Quando i mammiferi si sono evoluti dai rettili, le ossa dell’orecchio medio si sono distaccate dall’osso mascellare e i fasci nervosi del nervo vago ventrale si sono integrati con quelli che regolavano l’orecchio medio. Questo importante evento evolutivo ha vincolato l’abilità di elaborare i suoni allo stato autonomico, ossia al nostro stato interno, viscerale. Siamo programmati per essere confortati da certe frequenze. I suoni e le vibrazioni a bassa frequenza trasmettono neurocezione di pericolo di vita e scatenano un’allerta alla presenza dei predatori, mentre i suoni ad alta frequenza trasmettono una neurocezione di pericolo e una risposta di mobilizzazione da parte del sistema nervoso simpatico. Il suono è uno dei trigger più forti per una neurocezione di sicurezza.
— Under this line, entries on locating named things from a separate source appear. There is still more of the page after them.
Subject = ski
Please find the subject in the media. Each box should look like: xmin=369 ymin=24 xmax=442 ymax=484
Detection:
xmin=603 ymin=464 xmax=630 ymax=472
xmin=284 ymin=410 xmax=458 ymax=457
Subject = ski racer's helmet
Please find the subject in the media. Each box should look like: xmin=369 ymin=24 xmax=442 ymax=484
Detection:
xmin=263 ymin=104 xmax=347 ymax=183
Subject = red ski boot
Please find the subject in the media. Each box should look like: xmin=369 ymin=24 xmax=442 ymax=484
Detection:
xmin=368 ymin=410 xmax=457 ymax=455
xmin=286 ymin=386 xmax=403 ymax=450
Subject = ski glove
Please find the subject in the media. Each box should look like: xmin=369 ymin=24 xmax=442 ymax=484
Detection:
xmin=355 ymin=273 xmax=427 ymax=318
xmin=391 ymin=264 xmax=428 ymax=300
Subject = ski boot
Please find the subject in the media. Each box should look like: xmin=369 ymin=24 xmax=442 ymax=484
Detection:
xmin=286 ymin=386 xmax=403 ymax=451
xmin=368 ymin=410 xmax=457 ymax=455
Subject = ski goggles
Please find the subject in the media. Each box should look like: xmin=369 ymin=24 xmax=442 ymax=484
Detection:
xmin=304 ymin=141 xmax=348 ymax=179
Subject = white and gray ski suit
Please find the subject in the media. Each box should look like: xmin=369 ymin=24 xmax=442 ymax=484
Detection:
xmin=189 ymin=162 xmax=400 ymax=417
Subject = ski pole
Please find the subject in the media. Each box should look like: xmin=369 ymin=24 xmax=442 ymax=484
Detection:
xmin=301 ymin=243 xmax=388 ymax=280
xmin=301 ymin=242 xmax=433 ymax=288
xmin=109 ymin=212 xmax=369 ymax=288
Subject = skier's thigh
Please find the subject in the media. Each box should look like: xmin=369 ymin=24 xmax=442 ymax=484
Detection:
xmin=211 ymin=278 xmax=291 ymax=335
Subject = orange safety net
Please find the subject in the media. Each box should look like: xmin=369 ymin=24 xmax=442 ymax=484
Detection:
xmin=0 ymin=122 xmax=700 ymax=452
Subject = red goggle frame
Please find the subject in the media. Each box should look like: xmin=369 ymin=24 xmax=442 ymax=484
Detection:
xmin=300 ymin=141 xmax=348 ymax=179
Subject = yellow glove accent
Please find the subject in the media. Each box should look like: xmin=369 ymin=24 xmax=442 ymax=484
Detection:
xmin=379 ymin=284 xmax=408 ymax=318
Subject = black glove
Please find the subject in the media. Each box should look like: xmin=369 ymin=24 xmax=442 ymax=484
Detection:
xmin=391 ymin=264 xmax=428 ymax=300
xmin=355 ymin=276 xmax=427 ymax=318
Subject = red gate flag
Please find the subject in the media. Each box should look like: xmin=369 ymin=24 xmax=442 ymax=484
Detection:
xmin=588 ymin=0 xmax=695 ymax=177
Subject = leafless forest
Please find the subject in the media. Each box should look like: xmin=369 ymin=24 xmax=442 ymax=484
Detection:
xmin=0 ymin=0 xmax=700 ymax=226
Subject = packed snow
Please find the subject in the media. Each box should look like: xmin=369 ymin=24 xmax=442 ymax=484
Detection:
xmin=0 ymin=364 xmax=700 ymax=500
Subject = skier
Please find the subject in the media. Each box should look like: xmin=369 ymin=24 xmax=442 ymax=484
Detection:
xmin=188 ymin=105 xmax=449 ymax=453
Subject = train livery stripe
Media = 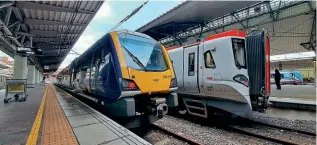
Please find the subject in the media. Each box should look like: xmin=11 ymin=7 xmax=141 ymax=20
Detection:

I muscoli che si trovano nell’orecchio medio ci permettono di concentrarci sulla voce umana, funzionano come una sorta di zoom. Quando ci troviamo in uno stato ventro-vagale, questi muscoli operano allo scopo supportare l’ascolto di voci umane. Quando il sistema nervoso simpatico prende il sopravvento, la regolazione dell’orecchio medio abbandona la funzione di prediligere le voci umane, spostandosi verso l’ascolto di suoni a bassa frequenza, che indicano predazione, e di quelli a frequenza molto alta, che indicano una fonte di stress. Il sistema si sintonizza così all’ascolto di suoni indicatori di pericolo, non di suoni indicatori di connessione. Oltre all’effetto sull’udito viene compromessa anche la capacità di leggere le espressioni facciali. Quando il sistema nervoso simpatico è attivato, interpretiamo erroneamente i segnali.
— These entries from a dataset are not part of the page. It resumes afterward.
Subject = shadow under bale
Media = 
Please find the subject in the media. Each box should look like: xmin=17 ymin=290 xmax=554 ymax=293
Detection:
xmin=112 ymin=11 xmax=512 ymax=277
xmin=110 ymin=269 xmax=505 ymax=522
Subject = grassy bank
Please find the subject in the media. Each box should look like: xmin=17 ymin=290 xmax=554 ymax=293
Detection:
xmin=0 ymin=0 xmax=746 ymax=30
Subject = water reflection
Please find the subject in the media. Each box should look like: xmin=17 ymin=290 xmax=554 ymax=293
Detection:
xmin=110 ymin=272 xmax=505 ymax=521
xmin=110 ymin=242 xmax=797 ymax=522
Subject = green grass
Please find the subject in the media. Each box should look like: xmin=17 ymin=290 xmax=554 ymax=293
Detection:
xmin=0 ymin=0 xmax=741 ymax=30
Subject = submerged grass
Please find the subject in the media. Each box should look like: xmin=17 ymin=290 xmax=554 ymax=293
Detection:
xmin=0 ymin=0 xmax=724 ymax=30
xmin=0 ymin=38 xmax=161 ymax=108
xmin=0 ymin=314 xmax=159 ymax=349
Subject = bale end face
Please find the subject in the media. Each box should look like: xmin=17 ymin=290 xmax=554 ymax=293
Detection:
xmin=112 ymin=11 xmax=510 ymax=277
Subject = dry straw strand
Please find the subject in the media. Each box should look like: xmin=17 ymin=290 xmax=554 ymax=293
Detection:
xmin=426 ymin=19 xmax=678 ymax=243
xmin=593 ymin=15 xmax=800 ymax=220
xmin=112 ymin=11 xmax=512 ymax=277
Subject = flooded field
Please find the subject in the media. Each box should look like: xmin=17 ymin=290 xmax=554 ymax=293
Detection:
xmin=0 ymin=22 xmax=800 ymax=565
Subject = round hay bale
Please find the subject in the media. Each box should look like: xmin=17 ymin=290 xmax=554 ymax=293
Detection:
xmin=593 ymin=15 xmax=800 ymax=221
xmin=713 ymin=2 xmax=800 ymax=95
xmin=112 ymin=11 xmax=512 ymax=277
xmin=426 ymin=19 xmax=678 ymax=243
Lo stato di contrazione o rilassamento dei due muscoli dell’orecchio medio deriva dalla regolazione cerebrale in risposta agli stimoli esterni ed interni. L’orecchio elettronico inventato dal dr. Tomatis stimola il movimento armonico di questi muscoli, favorendo l’acquisizione di uno stato autonomico di connessione e tranquillità.
Il muscolo stapedio, o muscolo della staffa, contraendosi, aumenta la percezione e la distinzione dei suoni linguistici di frequenza medio-alta, mentre agisce da attenuatore per i toni più bassi, permettendo all’ascoltatore di distinguere i suoni del linguaggio dall’ambiente. L’altro muscolo è il tensore del timpano, o muscolo del martello, che è responsabile della tensione della membrana timpanica. Fa da complemento allo stapedio, e, quando si contrae, attenua la percezione dei suoni di bassa frequenza nel rumore di sottofondo. Quando parliamo, entrambi i muscoli si contraggono, in modo che il suono della nostra voce non lesioni le nostre orecchie.
L’Audiopsicofonologia di Alfred Tomatis interviene direttamente ed efficacemente sul circuito che controlla l’orecchio medio per ridurre l’ipersensibilità e favorire il coinvolgimento sociale grazie alle modificazioni operate sulla musica dall’Orecchio Elettronico”.